Hint: When an alkene reacts with hydrogen halide there is always an addition reaction occurs. The negative halide ion gets attached to one of the carbon atoms of the double bond, and the positive hydrogen ion goes to other carbon atoms. The overall mechanism is governed by Markownikoff’s rule.

Complete Step by Step Answer:
The addition of hydrogen halide reacts with asymmetric alkene according to Markownikoff’s rule. It is the simplest electrophilic addition reaction as this reaction uses the smallest electrophile ${{H}^{+}}$. An electrophilic addition reaction in which an electrophile (Electron deficient species) accepts an electron.
Here the reagent hydrogen bromide provides both the nucleophile ( Electron rich species) bromide ion ($B{{r}^{-}}$) and electrophile proton(${{H}^{+}}$).

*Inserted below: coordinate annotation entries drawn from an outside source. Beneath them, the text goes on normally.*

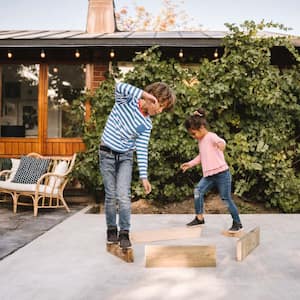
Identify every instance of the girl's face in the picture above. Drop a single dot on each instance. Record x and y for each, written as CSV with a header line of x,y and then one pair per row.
x,y
198,134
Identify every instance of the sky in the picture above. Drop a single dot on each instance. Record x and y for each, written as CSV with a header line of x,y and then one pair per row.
x,y
72,14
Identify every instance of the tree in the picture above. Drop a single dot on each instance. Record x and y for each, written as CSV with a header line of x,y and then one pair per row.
x,y
170,17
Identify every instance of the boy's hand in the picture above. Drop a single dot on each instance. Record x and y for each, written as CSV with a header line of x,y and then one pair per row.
x,y
184,167
147,186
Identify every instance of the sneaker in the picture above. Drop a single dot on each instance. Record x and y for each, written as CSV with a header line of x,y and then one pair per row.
x,y
195,222
112,235
236,227
124,239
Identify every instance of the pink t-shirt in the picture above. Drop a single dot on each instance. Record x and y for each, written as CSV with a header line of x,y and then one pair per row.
x,y
210,156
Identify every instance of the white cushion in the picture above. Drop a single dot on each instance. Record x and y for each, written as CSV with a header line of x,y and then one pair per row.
x,y
15,165
60,169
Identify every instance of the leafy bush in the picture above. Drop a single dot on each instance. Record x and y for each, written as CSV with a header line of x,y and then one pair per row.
x,y
253,104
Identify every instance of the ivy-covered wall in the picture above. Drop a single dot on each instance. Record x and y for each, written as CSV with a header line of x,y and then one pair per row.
x,y
253,104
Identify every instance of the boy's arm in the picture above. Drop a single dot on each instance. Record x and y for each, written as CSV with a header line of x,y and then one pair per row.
x,y
126,92
142,142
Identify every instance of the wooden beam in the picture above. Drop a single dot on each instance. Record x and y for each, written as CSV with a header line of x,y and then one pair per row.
x,y
234,234
124,254
173,233
246,244
180,256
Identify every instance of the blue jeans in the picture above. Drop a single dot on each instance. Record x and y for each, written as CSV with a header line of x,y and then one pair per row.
x,y
116,173
222,181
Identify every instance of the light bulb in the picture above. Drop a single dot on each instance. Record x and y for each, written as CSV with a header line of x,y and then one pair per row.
x,y
216,54
43,54
112,53
180,54
77,53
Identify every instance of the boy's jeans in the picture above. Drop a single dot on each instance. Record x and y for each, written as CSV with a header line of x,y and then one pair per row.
x,y
116,173
222,181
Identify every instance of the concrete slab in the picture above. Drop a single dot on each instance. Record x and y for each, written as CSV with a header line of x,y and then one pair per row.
x,y
70,262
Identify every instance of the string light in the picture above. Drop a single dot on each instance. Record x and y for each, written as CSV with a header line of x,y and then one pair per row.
x,y
43,54
216,54
112,53
9,54
77,53
180,54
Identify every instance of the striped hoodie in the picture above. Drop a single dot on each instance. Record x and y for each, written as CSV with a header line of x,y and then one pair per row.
x,y
126,128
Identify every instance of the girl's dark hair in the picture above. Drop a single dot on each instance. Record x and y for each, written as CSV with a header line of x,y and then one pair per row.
x,y
196,120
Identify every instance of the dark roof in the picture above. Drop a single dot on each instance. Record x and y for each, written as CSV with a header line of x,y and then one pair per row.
x,y
67,38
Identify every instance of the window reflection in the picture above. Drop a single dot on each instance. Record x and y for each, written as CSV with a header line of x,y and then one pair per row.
x,y
19,100
66,83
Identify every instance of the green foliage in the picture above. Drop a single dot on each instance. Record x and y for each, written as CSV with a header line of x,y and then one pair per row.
x,y
253,104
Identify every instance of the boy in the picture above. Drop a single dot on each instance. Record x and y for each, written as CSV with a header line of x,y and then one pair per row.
x,y
128,128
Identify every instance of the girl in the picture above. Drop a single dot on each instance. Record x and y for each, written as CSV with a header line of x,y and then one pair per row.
x,y
214,167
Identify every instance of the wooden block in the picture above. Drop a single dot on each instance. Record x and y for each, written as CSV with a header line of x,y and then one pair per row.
x,y
173,233
246,244
180,256
124,254
236,234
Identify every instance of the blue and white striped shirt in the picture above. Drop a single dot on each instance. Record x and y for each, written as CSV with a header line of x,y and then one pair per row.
x,y
126,128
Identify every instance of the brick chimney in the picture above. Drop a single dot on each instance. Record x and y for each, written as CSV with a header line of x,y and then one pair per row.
x,y
101,18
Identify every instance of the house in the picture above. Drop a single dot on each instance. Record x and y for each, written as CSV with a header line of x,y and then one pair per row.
x,y
42,72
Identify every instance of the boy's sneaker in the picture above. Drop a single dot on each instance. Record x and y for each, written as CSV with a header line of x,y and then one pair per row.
x,y
195,222
236,227
112,235
124,239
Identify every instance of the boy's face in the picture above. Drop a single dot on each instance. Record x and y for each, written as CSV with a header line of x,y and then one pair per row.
x,y
155,108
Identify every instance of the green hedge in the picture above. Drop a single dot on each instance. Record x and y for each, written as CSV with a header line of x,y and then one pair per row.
x,y
253,104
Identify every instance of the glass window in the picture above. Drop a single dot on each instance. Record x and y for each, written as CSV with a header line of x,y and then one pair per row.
x,y
19,100
66,83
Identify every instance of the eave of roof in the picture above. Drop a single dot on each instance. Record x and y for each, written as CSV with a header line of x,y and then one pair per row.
x,y
67,38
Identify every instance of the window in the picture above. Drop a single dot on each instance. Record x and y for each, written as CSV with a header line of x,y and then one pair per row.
x,y
66,83
19,100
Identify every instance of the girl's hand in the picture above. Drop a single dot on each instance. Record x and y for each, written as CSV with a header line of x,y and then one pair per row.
x,y
147,186
184,167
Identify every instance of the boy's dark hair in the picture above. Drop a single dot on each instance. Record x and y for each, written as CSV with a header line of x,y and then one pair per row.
x,y
196,120
163,93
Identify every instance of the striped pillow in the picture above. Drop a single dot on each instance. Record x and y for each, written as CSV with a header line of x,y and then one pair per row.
x,y
31,169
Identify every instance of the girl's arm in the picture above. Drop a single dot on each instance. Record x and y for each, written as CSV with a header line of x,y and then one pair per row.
x,y
218,142
194,162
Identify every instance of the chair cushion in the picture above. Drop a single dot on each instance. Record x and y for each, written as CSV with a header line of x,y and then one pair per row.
x,y
60,169
31,169
14,167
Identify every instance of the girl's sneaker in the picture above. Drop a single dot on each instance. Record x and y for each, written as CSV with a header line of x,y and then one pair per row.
x,y
195,222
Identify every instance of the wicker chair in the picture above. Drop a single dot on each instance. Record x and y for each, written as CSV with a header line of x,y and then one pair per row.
x,y
49,189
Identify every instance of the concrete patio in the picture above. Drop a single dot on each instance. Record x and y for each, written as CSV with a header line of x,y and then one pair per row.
x,y
70,262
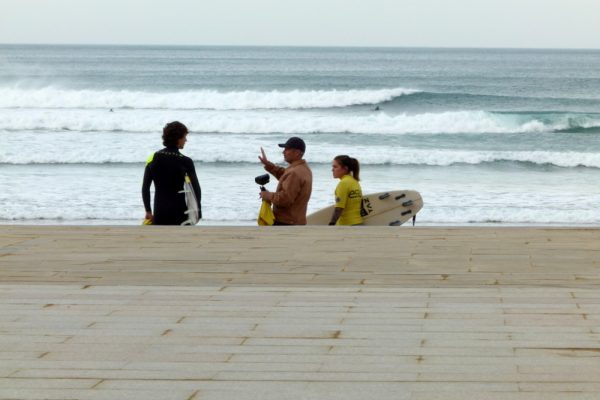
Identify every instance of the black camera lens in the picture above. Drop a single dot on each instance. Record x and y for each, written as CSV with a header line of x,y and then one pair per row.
x,y
262,179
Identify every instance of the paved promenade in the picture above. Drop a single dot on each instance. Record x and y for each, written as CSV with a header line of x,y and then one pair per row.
x,y
240,313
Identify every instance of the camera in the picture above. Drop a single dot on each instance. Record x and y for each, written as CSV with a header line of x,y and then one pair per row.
x,y
262,180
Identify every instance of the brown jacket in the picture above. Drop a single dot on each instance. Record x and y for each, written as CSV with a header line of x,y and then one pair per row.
x,y
293,192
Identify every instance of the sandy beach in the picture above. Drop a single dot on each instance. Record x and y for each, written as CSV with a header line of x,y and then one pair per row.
x,y
310,313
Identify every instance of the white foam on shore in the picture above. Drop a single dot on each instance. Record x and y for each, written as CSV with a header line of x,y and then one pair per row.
x,y
284,122
113,147
51,97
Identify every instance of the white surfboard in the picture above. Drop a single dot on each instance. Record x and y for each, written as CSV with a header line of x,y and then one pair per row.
x,y
392,208
191,201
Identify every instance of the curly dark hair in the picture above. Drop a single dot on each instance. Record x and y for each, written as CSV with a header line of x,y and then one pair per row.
x,y
172,132
350,163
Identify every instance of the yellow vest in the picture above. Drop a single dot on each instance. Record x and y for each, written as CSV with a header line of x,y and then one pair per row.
x,y
265,215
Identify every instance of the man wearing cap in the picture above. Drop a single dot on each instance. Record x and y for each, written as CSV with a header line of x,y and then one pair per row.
x,y
295,184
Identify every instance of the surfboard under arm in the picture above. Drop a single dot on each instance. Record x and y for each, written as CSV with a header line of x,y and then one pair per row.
x,y
391,208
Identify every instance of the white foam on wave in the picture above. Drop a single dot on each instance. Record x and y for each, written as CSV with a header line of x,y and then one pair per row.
x,y
273,121
51,97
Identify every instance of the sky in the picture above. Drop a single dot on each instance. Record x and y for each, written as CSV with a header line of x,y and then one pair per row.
x,y
398,23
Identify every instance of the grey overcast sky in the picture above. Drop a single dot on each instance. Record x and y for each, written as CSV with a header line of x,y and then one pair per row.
x,y
429,23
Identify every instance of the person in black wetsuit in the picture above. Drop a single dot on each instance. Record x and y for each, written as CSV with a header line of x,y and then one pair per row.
x,y
167,168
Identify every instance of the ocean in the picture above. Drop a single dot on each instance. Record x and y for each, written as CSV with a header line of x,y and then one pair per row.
x,y
487,136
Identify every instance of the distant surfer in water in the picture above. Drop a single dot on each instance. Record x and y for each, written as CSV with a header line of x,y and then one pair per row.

In the first step, the electrophile proton accepts a set of electrons from a double bond, and the pi electrons of alkene act as nucleophiles. Here the pi electrons of the alkenes move towards the hydrogen, and the bond between and bromine $H-Br$breaks and $B{{r}^{-}}$moves away. Thereby generating a positive charge on one of the carbon atoms of the double bond, called carbocation.

In the next step the nucleophile, bromide ion ($B{{r}^{-}}$) attacks the electrophilic positive centre to form $2-bromopropane$ the major product.

Therefore propene reacts with hydrogen bromide to form $2-bromopropane$ an electrophilic addition reaction.
Thus, option (B) is correct.

Note: Markovnikoff’s rule provides us with an empirical rule to determine the regioselectivity of alkenes and alkynes. According to this rule when hydrogen halide reacts with asymmetric alkene the negative halide ion gets linked to the carbon with the least number of hydrogen atoms of carbon-carbon double bond.